Now getting more speculative since I don't really know much about your app...
By using the Run method mentioned earlier, you might be able to eliminate the cron job as well and do that work in that infinite loop; this depends on complexity of cron scheduling of course. Or you could also possibly even eliminate the entire Web tier (the Web Role) by having your cron job place work request items directly on the queue (perhaps using one of the SDKs). You still need code to process the requests, which could of course still be your Web Role, but at that point could just as easily use a Worker Role.
[Adding as a separate answer to avoid SO telling me to switch to chat mode + bypass comments length limitation] & thinking out loud :)
I see your point. Basically through HTTP request, you're kind of broadcasting the availability of a new task to be processed to other instances.
So if I understand correctly, when an instance receives request for the task to be processed, it pushes that request in some kind of queue (like you mentioned it could either be Windows Azure Queues [personally I would actually prefer that] or SQL Azure database [Not prefer that because you would have to implement your own message locking algorithm]) and then broadcast a message to all instances that some work needs to be done. Remaining instances (or may be the instance which is broadcasting it) can then see if they're free to process that task. One instance depending on its availability can then fetch the task from the queue and start processing that task.
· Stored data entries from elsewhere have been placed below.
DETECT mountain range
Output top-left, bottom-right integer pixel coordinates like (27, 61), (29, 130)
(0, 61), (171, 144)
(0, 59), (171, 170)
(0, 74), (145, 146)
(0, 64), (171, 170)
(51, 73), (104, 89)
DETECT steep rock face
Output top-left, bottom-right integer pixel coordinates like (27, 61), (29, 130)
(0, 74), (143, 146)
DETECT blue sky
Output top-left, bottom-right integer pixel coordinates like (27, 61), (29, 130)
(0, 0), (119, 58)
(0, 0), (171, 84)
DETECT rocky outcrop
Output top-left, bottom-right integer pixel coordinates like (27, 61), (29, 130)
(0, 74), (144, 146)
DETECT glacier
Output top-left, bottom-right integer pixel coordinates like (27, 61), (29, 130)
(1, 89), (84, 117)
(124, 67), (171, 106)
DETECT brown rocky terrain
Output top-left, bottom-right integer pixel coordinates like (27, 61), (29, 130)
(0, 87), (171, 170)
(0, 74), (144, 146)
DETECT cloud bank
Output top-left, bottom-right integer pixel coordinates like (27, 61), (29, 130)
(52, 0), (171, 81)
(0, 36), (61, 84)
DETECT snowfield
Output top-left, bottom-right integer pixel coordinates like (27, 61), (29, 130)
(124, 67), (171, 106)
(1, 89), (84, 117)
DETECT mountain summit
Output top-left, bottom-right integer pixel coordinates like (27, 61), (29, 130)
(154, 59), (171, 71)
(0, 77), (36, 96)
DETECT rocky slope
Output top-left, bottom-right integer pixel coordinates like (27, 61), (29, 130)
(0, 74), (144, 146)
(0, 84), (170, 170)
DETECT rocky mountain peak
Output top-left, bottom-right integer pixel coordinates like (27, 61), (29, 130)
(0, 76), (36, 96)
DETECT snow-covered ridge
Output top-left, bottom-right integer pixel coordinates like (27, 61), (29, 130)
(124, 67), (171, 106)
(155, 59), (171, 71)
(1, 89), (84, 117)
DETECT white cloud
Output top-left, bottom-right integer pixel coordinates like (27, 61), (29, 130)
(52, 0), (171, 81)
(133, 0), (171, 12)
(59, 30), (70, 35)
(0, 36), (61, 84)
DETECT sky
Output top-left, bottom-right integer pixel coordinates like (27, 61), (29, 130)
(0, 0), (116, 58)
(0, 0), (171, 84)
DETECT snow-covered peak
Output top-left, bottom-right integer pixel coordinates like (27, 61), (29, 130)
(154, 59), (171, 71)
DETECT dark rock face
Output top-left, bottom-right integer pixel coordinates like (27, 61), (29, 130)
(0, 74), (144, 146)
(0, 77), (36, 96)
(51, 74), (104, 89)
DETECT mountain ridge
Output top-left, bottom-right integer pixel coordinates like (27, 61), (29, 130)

Assuming you used Windows Azure Queues, when an instance fetched the message, it becomes unavailable to other instances immediately for some amount of time (visibility timeout period of Azure queues) thus avoiding duplicate processing of the task. If the task is processed successfully, the instance working on that task can delete the message.
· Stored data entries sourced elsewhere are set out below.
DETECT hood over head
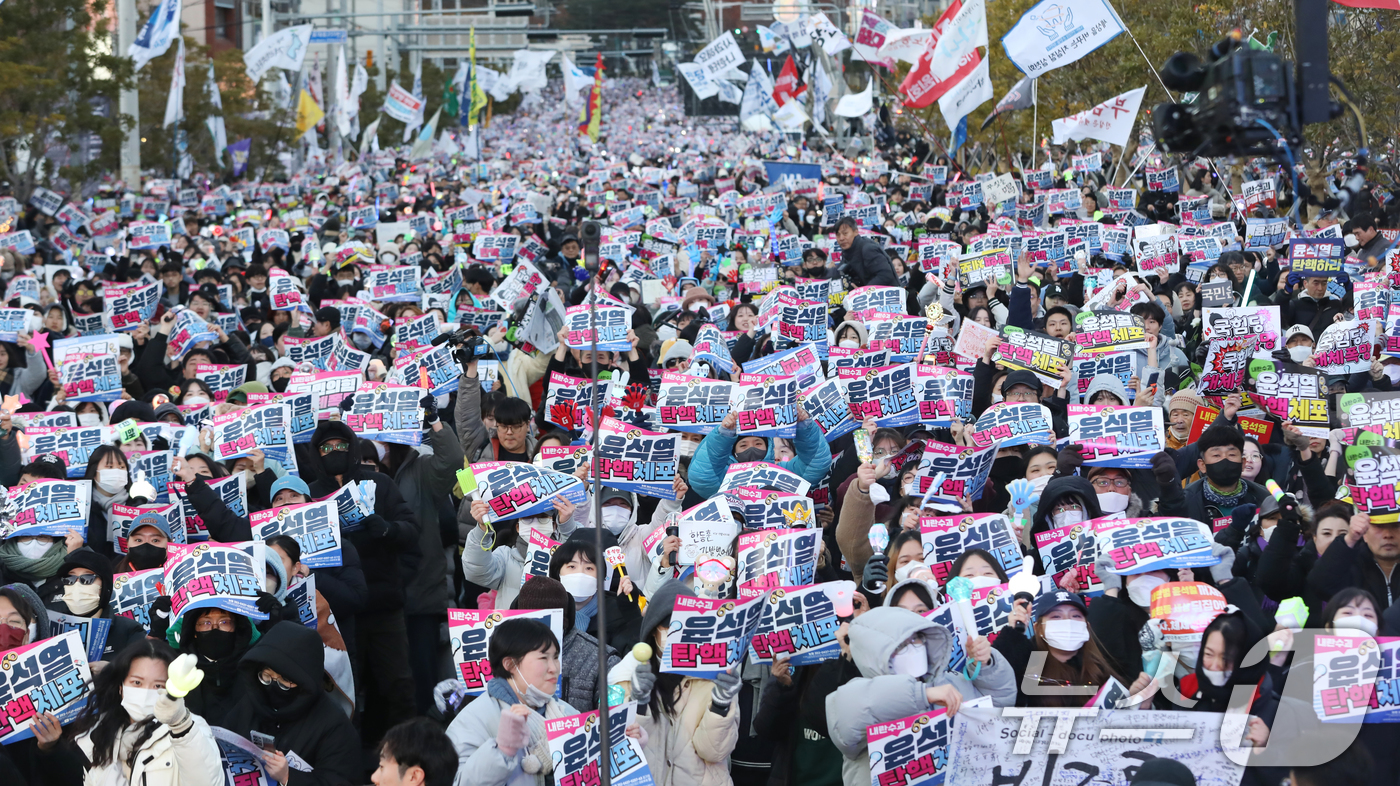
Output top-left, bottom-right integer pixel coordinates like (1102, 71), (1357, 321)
(848, 606), (951, 680)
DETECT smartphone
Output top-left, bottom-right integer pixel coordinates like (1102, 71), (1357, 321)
(250, 730), (276, 752)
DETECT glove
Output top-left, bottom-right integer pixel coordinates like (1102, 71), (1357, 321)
(1150, 451), (1178, 486)
(1055, 443), (1085, 477)
(1284, 271), (1303, 294)
(433, 679), (467, 715)
(255, 591), (285, 621)
(1230, 504), (1257, 534)
(862, 552), (888, 593)
(1336, 271), (1351, 289)
(1093, 549), (1123, 593)
(631, 660), (656, 706)
(148, 596), (173, 642)
(421, 394), (439, 425)
(164, 653), (204, 699)
(709, 669), (741, 715)
(339, 393), (355, 413)
(496, 708), (529, 757)
(362, 514), (390, 539)
(1208, 541), (1237, 583)
(154, 691), (189, 728)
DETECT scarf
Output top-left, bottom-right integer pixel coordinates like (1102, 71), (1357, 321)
(0, 540), (66, 582)
(485, 677), (566, 776)
(574, 594), (598, 636)
(1202, 480), (1246, 510)
(92, 486), (130, 541)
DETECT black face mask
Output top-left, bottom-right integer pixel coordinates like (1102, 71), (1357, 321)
(734, 446), (767, 464)
(270, 377), (290, 393)
(128, 544), (168, 570)
(990, 455), (1022, 483)
(265, 682), (299, 709)
(321, 452), (350, 476)
(195, 629), (237, 661)
(1204, 458), (1243, 488)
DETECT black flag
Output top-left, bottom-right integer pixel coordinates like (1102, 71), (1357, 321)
(980, 75), (1035, 131)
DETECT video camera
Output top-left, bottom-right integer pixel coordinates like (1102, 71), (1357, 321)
(432, 328), (492, 368)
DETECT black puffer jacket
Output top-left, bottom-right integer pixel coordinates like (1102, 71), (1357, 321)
(1026, 475), (1102, 575)
(223, 622), (359, 786)
(306, 420), (421, 614)
(838, 235), (898, 288)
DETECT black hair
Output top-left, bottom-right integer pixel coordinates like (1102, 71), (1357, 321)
(159, 261), (183, 276)
(1313, 501), (1353, 540)
(1320, 588), (1380, 630)
(835, 216), (860, 234)
(83, 445), (130, 483)
(379, 718), (461, 786)
(266, 534), (303, 565)
(487, 617), (559, 679)
(888, 581), (935, 610)
(463, 266), (495, 292)
(1021, 446), (1058, 476)
(494, 396), (531, 427)
(950, 548), (1010, 582)
(18, 457), (67, 481)
(1129, 299), (1166, 326)
(73, 639), (179, 768)
(1352, 211), (1378, 232)
(547, 540), (597, 580)
(1199, 612), (1250, 672)
(0, 587), (38, 629)
(1197, 423), (1244, 456)
(184, 451), (230, 479)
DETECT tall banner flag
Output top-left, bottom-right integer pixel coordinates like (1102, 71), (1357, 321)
(129, 0), (181, 71)
(938, 55), (993, 131)
(205, 61), (228, 160)
(899, 0), (979, 108)
(295, 89), (325, 136)
(467, 29), (489, 127)
(243, 24), (313, 83)
(163, 37), (185, 128)
(562, 54), (591, 105)
(981, 74), (1035, 130)
(1002, 0), (1126, 78)
(1051, 85), (1147, 147)
(578, 53), (604, 142)
(228, 138), (251, 176)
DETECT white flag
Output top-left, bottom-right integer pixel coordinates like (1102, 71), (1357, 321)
(204, 61), (227, 157)
(359, 116), (381, 157)
(694, 32), (743, 77)
(937, 56), (993, 130)
(809, 60), (833, 125)
(128, 0), (180, 71)
(878, 28), (932, 64)
(243, 24), (313, 83)
(1002, 0), (1126, 78)
(928, 0), (987, 82)
(334, 46), (352, 136)
(1051, 85), (1146, 148)
(677, 63), (719, 99)
(163, 37), (185, 128)
(563, 56), (591, 103)
(804, 13), (851, 56)
(834, 78), (874, 118)
(716, 80), (743, 105)
(403, 63), (424, 142)
(409, 108), (441, 162)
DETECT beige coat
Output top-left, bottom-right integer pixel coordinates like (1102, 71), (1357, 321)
(635, 677), (740, 786)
If for some reason, the task is not processed, it will automatically reappear in the queue after visibility timeout period has expired. This however leads to another problem. Since your instances look for tasks based on a trigger (generating HTTP request) rather than polling, how will you ensure that all tasks get done? Assuming you get to process just one task and one task only and it fails since you didn't get a request to process the 2nd task, the 1st task will never get processed again. Obviously it won't happen in practical situation but something you might want to think about.
Does this make sense?
i would definitely go for a scale out solution: less complex, more manageable and better in pricing. Plus you have a lesser risk on downtime in case of deployment failure (of course the mechanism of fault and upgrade domains should cover that, but nevertheless). so for that matter i completely back Gaurav on this one!